A9:Treatment methods
(1) Check if CO2 concentration is appropriate: Adjust the CO2 percentage in the incubator based on the sodium bicarbonate concentration in the medium. For sodium bicarbonate concentrations of 2.0 to 3.7 g/L, use 5-10% CO2 respectively. Or switch to a CO2-independent medium.
(2) Check if the culture flask cap is too tight: Loosen the cap by 1/4 turn.
(3) Check if bicarbonate buffering is insufficient: Add HEPES buffer to a final concentration of 10-25 mM.
(4) Check if the medium contains incorrect salts: Use Earle's salt medium under CO2 conditions, and Hanks' salt medium under atmospheric conditions.
(5) Check for bacterial, yeast, or fungal contamination: Discard the culture and medium, and attempt decontamination if possible.

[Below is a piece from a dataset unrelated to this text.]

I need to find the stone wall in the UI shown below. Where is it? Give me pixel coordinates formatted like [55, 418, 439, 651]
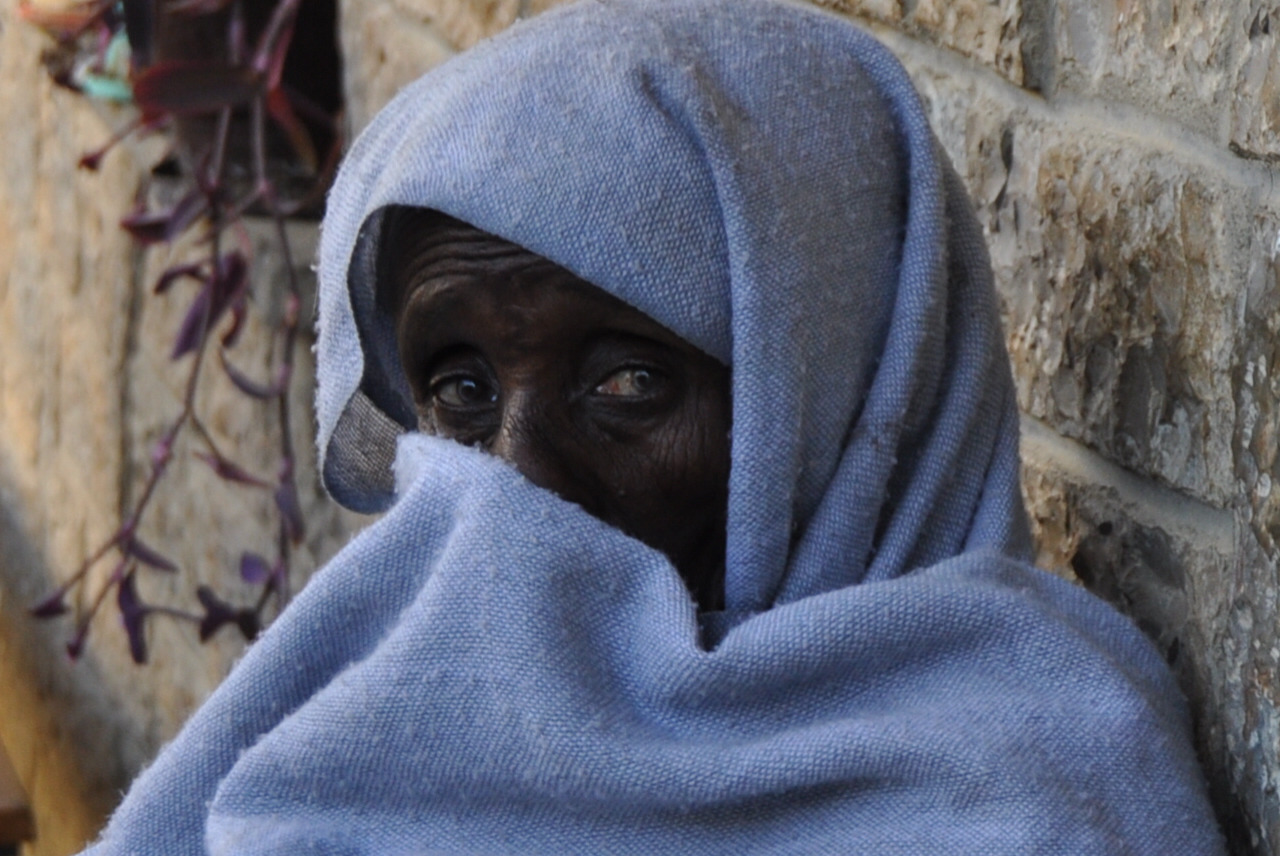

Q10: Why is DMEM medium bright red?
A10: The color of the medium is mainly indicated by phenol red, which is a very sensitive color indicator with a pH range of 6-8, changing from yellow to purple-red. Phenol red is not essential and can even be redundant in some cases. Phenol red has effects similar to steroid hormones, so it is best not to add it if cell culture involves steroid hormone-related studies. However, for convenient culture observation, phenol red allows us to intuitively sense the condition of the culture medium. If the medium becomes acidic, it appears yellow; if alkaline, it appears purple.
Q11: Why does the medium turn purple when the culture dish is placed in an incubator without CO2?
A11: The buffer system used in general DMEM is NaHCO3: 2NaHCO3=Na2CO3+CO2+H2O. In an incubator without CO2, CO2 in the medium continuously escapes, carbonic acid decreases, the solution becomes alkaline, and turns purple. Similarly, the medium in a DMEM bottle that has been opened for a long time will also gradually turn purple for the same reason.
Q12: Can purple medium still be used?
A12:You can place the purple medium in a CO2 incubator with the cap loosened. After some time, you will find the color turns bright red, and then it can be used continuously. However, do not use medium that has been unused for too long and has changed color, as the medium components may have changed after oxidation in air. During cell culture, check the color and transparency changes of the medium. Yellow color indicates pH decrease; red or purple-red indicates pH increase, cell growth arrest, or death. Generally, cells with stable growth should have medium changed every 2-3 days, while slowly growing cells can have medium changed every 3-4 days.
Q13: How to prevent medium contamination?
A13: Solutions
(1) Before and after use, disinfect the outer surface of medium and other reagent bottles with 75% ethanol. In addition, do not leave reagent bottle openings exposed for too long;
(2) Aliquot the medium and other required reagents as much as possible. If an error occurs during operation, it is best not to use it again;
(3) When handling medium, use disposable sterile plastic or glass pipettes. Use each pipette only once to avoid cross-contamination;
(4) Observe cells under the microscope daily and pay close attention to the turbidity of the medium;
(5) Avoid sharing medium and other reagents with others;
(6) Use one bottle of medium for each cell line. This can effectively avoid cross-contamination;
(7) Handle only one cell line at a time to avoid cross-contamination between cells.